Liban .
Après trois mois d’une bataille meurtrière, les combats se
poursuivent à Nahr Al-Bared, où l’armée tente encore de
vaincre la résistance inattendue des islamistes du Fatah
Al-Islam.
Les combats se durcissent
Une nouvelle fois, l’armée libanaise a bombardé par
hélicoptère le camp palestinien de Nahr Al-Bared, dans le
nord du Liban. Deux soldats libanais ont été tués dans ces
combats qui opposent depuis trois mois l’armée aux
islamistes du Fatah Al-Islam. Cette fois, l’armée avait
utilisé pour la première fois des bombes de 400 kilos alors
que des bombes de 250 kilos étaient employées jusqu’à
présent. « Les unités de l’armée ont poursuivi leur
progression et ont détruit plusieurs bâtiments qui servaient
de fortifications aux terroristes », a annoncé un
porte-parole de l’armée. « L’étau se resserre encore un peu
plus autour les hommes armés. La destruction des bâtiments
périphériques met de plus en plus à découvert le réduit où
sont retranchés les terroristes », a-t-il ajouté.

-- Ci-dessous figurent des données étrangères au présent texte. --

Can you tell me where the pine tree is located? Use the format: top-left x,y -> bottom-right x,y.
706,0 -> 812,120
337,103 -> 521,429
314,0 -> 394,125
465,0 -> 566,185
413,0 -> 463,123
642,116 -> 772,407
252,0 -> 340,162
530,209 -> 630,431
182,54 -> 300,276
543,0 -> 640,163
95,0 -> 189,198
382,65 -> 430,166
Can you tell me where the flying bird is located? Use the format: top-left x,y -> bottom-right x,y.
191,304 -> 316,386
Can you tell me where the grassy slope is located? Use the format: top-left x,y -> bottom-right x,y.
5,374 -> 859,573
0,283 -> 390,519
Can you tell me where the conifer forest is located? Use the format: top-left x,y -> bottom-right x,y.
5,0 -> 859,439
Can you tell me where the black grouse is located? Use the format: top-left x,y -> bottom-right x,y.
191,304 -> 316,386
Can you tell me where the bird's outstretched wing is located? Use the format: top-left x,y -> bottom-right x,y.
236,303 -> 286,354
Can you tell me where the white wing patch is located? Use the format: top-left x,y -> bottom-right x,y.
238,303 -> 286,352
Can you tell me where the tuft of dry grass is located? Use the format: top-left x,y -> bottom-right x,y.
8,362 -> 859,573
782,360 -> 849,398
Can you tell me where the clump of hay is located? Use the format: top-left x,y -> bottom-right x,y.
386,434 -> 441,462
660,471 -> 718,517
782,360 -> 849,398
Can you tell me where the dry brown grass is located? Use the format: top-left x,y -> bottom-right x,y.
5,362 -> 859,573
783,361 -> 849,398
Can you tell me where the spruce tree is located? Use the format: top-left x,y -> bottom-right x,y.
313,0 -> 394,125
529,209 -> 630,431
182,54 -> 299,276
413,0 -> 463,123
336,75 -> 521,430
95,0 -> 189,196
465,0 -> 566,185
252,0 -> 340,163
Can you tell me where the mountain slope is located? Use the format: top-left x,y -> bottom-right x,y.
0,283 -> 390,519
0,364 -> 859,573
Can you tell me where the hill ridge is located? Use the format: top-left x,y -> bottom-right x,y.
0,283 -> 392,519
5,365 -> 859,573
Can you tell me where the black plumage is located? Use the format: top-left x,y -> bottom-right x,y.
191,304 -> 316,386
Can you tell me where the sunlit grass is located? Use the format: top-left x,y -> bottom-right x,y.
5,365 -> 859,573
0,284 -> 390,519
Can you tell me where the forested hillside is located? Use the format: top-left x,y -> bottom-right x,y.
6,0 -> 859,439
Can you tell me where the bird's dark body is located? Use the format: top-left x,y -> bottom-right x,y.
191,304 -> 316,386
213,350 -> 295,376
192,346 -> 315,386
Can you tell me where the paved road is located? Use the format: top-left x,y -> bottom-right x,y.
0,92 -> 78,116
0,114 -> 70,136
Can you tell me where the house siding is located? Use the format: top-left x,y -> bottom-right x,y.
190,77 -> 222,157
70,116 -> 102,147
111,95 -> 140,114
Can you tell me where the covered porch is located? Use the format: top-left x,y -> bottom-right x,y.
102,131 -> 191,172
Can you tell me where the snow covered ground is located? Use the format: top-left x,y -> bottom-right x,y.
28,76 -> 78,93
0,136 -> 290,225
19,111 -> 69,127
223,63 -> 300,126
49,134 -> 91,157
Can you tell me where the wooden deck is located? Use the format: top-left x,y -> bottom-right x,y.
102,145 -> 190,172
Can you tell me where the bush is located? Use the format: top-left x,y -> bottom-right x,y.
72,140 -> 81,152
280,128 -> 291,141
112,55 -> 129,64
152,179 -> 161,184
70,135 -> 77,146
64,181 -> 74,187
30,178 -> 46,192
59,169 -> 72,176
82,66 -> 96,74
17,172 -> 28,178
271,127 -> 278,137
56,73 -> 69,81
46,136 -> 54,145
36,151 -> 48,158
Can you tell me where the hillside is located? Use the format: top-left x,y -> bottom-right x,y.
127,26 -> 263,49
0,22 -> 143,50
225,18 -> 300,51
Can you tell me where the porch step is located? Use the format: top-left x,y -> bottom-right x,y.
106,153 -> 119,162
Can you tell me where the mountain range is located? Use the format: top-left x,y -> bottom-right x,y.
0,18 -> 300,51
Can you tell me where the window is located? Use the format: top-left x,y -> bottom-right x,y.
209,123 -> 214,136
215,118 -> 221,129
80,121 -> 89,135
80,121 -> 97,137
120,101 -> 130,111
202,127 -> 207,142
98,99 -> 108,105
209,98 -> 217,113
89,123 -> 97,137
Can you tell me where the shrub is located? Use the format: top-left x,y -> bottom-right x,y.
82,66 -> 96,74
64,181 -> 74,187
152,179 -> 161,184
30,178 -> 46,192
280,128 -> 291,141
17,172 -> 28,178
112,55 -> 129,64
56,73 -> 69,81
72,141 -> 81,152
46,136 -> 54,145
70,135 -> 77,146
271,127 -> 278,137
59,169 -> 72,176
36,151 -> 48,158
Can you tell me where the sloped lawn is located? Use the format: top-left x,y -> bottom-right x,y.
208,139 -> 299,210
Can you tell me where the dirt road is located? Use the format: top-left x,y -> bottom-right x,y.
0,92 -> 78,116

Depuis le 9 août, l’armée libanaise bombarde presque
quotidiennement le camp avec des hélicoptères pour tenter de
percer les bunkers souterrains où sont retranchés les
islamistes. Selon le porte-parole, « l’armée contrôle par le
feu la zone tenue par les islamistes, mais doit nettoyer le
terrain avant de pouvoir avancer ». Il avait indiqué que les
derniers combattants du Fatah Al-Islam étaient retranchés «
dans cinq ou six grands abris bien équipés ». Depuis une
semaine, les bombardements aériens sont de plus en plus
fréquents. Mais cette phase des opérations est arrivée
tardivement. Selon les analystes, il s’agit de plusieurs
raisons qui entravent l’avancée des opérations militaires.
En tête
de liste viennent le manque d’entraînement de l’armée, qui
livre sa première bataille depuis la fin de la guerre civile
en 1990, un armement inadéquat, le souci de limiter les
pertes, notamment civiles, le terrain miné et l’architecture
du camp. Enfin, les islamistes sont repliés dans un
enchevêtrement presque impénétrable.
En effet, le 20 mai dernier, le Fatah Al-Islam, un groupe
sunnite infiltré l’année dernière dans le camp de Nahr
Al-Bared, avait lancé une série d’attaques meurtrières
contre des soldats aux alentours. Depuis, les islamistes
retranchés dans ce camp refusent de se rendre. Cependant,
leur résistance semble avoir faibli depuis quelques jours,
et les tirs de roquettes depuis le camp ont cessé. Le
commandant en chef de l’armée, le général Michel Sleimane, a
reconnu que « c’est une organisation bien entraînée,
disposant d’armes sophistiquées, y compris des armes
lourdes, rompue au maniement des explosifs ». Les
combattants seraient encore environ 70, selon Sleimane, dans
des abris souterrains, véritables fortifications construites
au fil des ans dans les camps palestiniens du Liban et
capables de résister aux raids aériens israéliens. Les seuls
civils restés sont les femmes et les enfants des
combattants, au nombre d’une centaine selon l’armée, qui
accuse les islamistes de les utiliser comme boucliers
humains. Alors que la population de Nahr Al-Bared, 31 000
personnes, a fui au début des combats, le camp est devenu un
champ de ruines. Les combats ont fait plus de 200 morts,
dont 138 soldats. Ce bilan ne prend pas en compte les
islamistes tués dont les corps sont restés dans le camp.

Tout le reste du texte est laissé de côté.